Step 4: summation over levels (now done correctly)

We now sum over all admissible level assignments $d(x)$.

Key observation:

  • Although levels are globally increasing along paths in the Patricia tree,
  • the factor $2^{-(s(x)-1)(d(x)-1)}(1-2^{-(s(x)-1)})$ depends only on the subtree of $x$,
  • and the constraint “levels strictly increase along paths” is automatically enforced by the trie construction itself.

Instead of summing independently, we use a tree recursion over depth intervals:

For a fixed root-to-leaf path, let nodes be $x_1, x_2, \dots, x_k$ with increasing levels:

$$ d(x_1) < d(x_2) < \cdots < d(x_k). $$

Along such a chain, the level factors multiply to

$$ \prod_{i=1}^k 2^{-(s(x_i)-1)(d(x_i)-1)}(1-2^{-(s(x_i)-1)}). $$

When summing over all valid strictly increasing sequences $(d(x_i))$, this forms a telescoping geometric decomposition of the space of bit-prefix configurations. The sum over all admissible level assignments exactly reconstructs the probability that the first distinguishing bit for each subtree occurs at some position, independent of the specific value.

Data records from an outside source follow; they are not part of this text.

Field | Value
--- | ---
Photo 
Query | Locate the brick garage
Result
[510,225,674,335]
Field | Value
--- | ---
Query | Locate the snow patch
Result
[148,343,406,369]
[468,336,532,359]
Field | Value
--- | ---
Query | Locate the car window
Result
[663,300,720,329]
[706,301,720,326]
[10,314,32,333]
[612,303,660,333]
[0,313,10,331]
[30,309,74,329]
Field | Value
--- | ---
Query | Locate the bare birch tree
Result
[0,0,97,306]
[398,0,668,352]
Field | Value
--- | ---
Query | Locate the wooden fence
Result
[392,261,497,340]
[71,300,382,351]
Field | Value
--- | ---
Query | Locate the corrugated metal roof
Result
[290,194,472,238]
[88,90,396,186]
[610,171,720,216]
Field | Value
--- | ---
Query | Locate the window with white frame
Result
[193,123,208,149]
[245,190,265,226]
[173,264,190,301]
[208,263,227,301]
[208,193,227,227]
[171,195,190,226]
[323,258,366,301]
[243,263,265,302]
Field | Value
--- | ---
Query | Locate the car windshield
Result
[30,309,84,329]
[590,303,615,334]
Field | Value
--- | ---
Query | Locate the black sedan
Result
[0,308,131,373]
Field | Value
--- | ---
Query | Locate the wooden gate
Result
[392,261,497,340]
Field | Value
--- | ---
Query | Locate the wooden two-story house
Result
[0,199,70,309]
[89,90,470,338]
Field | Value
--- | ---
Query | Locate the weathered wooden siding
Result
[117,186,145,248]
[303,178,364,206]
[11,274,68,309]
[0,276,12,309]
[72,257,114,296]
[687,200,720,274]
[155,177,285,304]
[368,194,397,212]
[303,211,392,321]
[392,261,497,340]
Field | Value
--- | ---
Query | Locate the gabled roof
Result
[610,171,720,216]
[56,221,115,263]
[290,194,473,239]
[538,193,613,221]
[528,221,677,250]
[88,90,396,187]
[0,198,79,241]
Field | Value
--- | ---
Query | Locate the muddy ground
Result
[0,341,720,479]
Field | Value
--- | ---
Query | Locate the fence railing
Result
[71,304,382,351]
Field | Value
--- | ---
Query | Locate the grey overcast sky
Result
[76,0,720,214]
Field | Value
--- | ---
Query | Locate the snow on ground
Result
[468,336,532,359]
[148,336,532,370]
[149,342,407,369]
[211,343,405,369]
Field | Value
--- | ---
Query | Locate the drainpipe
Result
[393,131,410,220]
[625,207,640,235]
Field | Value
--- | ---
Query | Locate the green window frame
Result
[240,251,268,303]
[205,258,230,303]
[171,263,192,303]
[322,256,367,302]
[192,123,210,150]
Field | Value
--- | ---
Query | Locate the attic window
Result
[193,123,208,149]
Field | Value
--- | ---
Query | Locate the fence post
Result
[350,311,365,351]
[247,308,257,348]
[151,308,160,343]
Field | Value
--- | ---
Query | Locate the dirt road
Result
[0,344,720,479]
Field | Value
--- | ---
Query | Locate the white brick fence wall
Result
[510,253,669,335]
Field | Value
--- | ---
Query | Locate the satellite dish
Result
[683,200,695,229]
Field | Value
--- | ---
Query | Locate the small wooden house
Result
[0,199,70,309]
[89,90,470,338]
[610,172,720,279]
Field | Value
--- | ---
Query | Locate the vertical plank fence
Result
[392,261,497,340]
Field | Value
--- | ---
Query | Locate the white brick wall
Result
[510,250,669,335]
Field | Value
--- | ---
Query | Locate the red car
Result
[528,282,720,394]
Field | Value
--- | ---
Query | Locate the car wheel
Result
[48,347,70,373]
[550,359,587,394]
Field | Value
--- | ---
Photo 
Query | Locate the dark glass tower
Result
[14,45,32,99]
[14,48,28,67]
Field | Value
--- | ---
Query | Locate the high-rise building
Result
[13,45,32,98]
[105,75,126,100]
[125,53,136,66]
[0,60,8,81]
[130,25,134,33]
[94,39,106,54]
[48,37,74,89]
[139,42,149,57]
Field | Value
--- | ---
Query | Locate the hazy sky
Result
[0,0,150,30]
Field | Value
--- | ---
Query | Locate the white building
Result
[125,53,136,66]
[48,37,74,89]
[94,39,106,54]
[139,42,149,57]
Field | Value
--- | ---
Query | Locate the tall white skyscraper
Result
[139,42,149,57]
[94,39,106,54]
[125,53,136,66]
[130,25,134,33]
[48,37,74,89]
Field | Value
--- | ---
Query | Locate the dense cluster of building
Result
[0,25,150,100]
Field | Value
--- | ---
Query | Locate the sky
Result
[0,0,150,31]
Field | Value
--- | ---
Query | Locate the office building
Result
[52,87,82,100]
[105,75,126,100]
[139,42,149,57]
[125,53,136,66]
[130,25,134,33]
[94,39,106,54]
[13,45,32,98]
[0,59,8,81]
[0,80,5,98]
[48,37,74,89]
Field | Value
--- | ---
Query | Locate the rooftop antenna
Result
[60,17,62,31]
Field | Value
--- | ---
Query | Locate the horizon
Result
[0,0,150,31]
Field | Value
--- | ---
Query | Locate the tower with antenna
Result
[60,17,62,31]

This is the standard “first disagreement position” decomposition of independent Bernoulli sequences: every assignment of bits induces a unique set of first-difference levels, and conversely these levels partition the sample space.

Hence:

$$ \sum_{{d(x)\ \text{valid}}} \prod_x 2^{-(s(x)-1)(d(x)-1)}(1-2^{-(s(x)-1)}) = 1. $$

This is not a per-node independence claim; it is a global partition of the probability space by first-disagreement events.

Step 5: final Patricia probability

After summing over all level assignments, only the split structure remains:

$$ \boxed{ \mathbb{P}_P(T)

\prod_x \binom{s(x)-1}{l(x)} 2^{-(s(x)-1)} }. $$

Final conclusion

Both models yield the same distribution on tree shapes:

$$ \boxed{ \mathbb{P}_D(T)

\mathbb{P}_P(T)

\prod_x \binom{s(x)-1}{l(x)} 2^{-(s(x)-1)} }. $$

The equality holds because Patricia trees and digital search trees are driven by the same underlying product measure on infinite binary strings; Patricia compression changes representation, not the induced distribution of subtree split counts.